継続性が重視された一方で、前日21日まで実施された5日間の国内組キャンプは何だったのかという疑問も頭をもたげてくる。オフ明けとなる長友や大迫らのコンディションを上げるのが、唯一にして最大の目的だったと思われても仕方がない。 最終日に行われた流通経済大とのトレーニングマッチでは、FW上田綺世(23・鹿島アントラーズ)のハットトリックなどで7-0のスコアで圧勝した。 「非常にいいパフォーマンスを見せてくれたし、代表の戦力であると確認できた。メンバーに入る入らないは別として、チームとして一緒に活動していこうとも考えた」 最終予選へ引き続き招集されなかった13人の国内組をこう評価した森保監督は、怪我などの不測の事態に備えて、前回シリーズと同じく多目に招集するプランも一時は検討したと明かす。最終的に断念した理由は、Jクラブに対する配慮だった。 「シーズン立ち上げのチーム作りの重要な時期に、我々が余剰の戦力として招集させてもらってはいけないと判断した。活動後に隔離期間もあるなかでチームに帯同することによるメンタル面への影響も考えると、ちょうどの人数で活動した方がいいと」 当初の14日間が短縮されたとはいえ、国内組はサウジアラビア戦翌日の2月2日から6日間の隔離に入る。大迫が「できればもう少し短くしてほしい」と話すなど、Jリーグの開幕を同18日に控えた状況で、精神的な負担になっているのは間違いない。 結果として以前から指摘されてきた、チーム内の序列が色濃く反映された顔ぶれになった。指揮官が「ゴールを期待する」と明言したFW前田大然(24・セルティック)にしても、横浜F・マリノスに所属していた前回シリーズではベトナム、オマーン両代表戦ともベンチから外れ、敵地のスタンドで日本の連勝を見届けている。

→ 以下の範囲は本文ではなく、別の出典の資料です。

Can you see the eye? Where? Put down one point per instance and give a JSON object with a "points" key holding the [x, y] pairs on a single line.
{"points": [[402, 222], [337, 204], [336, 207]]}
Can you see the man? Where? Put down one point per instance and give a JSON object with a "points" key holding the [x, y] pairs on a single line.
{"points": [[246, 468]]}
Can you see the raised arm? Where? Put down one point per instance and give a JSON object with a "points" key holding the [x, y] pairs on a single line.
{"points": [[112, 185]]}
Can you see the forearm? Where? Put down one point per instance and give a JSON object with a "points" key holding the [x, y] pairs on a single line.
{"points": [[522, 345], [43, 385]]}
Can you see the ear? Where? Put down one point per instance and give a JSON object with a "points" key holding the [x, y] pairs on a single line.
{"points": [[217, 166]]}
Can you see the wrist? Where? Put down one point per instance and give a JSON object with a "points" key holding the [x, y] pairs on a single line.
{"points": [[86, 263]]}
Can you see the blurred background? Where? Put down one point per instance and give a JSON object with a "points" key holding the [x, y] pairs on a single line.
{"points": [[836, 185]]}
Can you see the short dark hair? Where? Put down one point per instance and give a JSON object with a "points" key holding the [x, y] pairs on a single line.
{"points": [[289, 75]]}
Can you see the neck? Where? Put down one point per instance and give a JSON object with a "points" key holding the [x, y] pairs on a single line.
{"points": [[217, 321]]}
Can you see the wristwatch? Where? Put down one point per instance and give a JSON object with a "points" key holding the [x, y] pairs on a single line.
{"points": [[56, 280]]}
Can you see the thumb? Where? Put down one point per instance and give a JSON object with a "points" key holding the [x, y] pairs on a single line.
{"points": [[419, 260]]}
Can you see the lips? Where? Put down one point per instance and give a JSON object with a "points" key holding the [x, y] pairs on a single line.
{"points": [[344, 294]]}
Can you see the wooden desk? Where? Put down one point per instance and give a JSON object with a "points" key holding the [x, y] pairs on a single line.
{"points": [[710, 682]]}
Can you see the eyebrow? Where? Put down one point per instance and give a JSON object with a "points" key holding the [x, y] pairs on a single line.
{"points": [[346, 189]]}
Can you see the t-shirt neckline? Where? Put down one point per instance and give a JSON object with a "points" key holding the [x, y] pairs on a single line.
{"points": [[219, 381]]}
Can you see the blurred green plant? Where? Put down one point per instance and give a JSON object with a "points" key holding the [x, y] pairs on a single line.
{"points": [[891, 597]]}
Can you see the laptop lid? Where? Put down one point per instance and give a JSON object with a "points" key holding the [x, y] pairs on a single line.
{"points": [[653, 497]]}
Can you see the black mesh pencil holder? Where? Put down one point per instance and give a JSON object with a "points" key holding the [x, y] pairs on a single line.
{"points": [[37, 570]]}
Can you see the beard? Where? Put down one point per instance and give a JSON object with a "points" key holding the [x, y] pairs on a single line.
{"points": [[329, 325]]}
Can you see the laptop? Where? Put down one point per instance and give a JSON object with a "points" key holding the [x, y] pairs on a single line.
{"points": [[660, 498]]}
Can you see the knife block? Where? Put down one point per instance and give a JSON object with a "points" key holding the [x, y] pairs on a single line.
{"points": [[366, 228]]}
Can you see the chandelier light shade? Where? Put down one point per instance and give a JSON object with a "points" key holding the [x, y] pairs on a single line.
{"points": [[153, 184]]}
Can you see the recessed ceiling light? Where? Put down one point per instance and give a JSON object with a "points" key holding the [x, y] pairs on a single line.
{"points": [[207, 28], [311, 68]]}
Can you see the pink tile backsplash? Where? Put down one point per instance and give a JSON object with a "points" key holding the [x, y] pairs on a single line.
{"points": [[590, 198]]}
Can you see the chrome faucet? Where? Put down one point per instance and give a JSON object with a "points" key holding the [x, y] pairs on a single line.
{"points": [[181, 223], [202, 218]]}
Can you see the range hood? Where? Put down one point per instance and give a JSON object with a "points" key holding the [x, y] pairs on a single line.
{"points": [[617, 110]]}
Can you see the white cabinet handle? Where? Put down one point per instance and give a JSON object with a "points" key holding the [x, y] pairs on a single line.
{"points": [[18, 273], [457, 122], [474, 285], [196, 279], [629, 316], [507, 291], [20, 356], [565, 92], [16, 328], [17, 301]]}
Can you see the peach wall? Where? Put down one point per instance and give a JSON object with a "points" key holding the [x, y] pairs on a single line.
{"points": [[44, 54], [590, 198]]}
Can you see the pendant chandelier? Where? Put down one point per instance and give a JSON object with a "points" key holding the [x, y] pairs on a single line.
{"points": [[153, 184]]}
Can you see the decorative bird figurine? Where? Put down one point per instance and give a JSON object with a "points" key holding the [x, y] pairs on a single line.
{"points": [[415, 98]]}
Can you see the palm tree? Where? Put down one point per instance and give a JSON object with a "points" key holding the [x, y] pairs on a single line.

海外組か否かも序列に大きく関わる、と思われるなかで懸念材料も浮上する。 中国戦へ向けたキャンプは24日から始まり、週末のリーグ戦を終えた海外組も順次帰国してくる。政府から義務づけられた新型コロナウイルスへの防疫対策として、遅くとも24日までに入国。検査で3日続けて陰性が証明されなければ中国戦に出場できないため、なかにはJFAが手配したチャーター便で帰国する選手もいる。 帰国後の初練習は、長時間の移動が考慮されて原則としてランニングを中心とした軽めのメニューとなる。25日が初練習となる海外組が少なくなく、必然的に全員がそろって同じメニューを消化できるのは前日の公式練習だけとなる。 「実際に全員が集まって練習できる期間は少ないが、コンディションを見極めながら、中国戦へ向けてベストなメンバーを選びたい」 森保監督はこう語ったが、時間が限られている以上は、10月シリーズ第2戦のオーストラリア戦から採用している[4-3-3]システムを継続。先発メンバーも変えないアプローチが取られるはずだが、同時に対戦相手も日本を分析しやすい状況を招く。 何よりも生身の人間である以上は、海外組は時差ぼけや長距離移動による疲労を抱えたまま中国戦に臨まざるをえない。思い返せば昨年9月のオマーン戦、同10月のサウジアラビア戦とシリーズ初戦はいずれも苦杯をなめさせられている。 理由は言うまでもなく、特に海外組のコンディションが上がらなかった点にある。海外組を中心とした序列が引き続き重んじられた今回は、さらに代役のきかない精神的支柱としてチームを束ねてきた吉田を欠いた陣容で臨まなければいけない。 残り4試合となったアジア最終予選で、グループBを戦う日本はカタールワールドカップ出場権を自動的に手にできる2位につけている。もっとも、プレーオフに回る3位のオーストラリア代表との勝ち点差は、わずか1ポイントしかない。逆に無敗で首位を快走するサウジアラビアには、勝ち点で4ポイントも離されている。 オーストラリアは27日に最下位のベトナムをホームに迎える。それだけに日本は中国戦で引き分けも許されないし、サウジアラビアにもしっかりと借りを返した上で、敵地で3月24日に行われるオーストラリアとの大一番に臨みたい。 吉田に代わるキャプテンの人選に対して「候補は多くいる。活動が始まってから決めたい」と語った森保監督は、ホーム連戦で勝ち点6獲得を目標に掲げた。 「この2試合、勝ち点3をつかみ取れるように、与えられた時間のなかで最良の準備をしたい。すでに最終予選で2敗している状況でトーナメントを戦うつもりで、目の前の1試合1試合に勝っていって、ワールドカップへ向けて前進していきたい」 選手選考は代表監督の権限となる。その意味で今回の人選でも頑固なまでにポリシーを貫いた森保監督だが、同時に結果に対する責任も負う。サウジアラビア戦を終えた段階で3位に順位を下げる事態が生じていれば、解任を求める声は再び大きくなる。 (文責・藤江直人/スポーツライター)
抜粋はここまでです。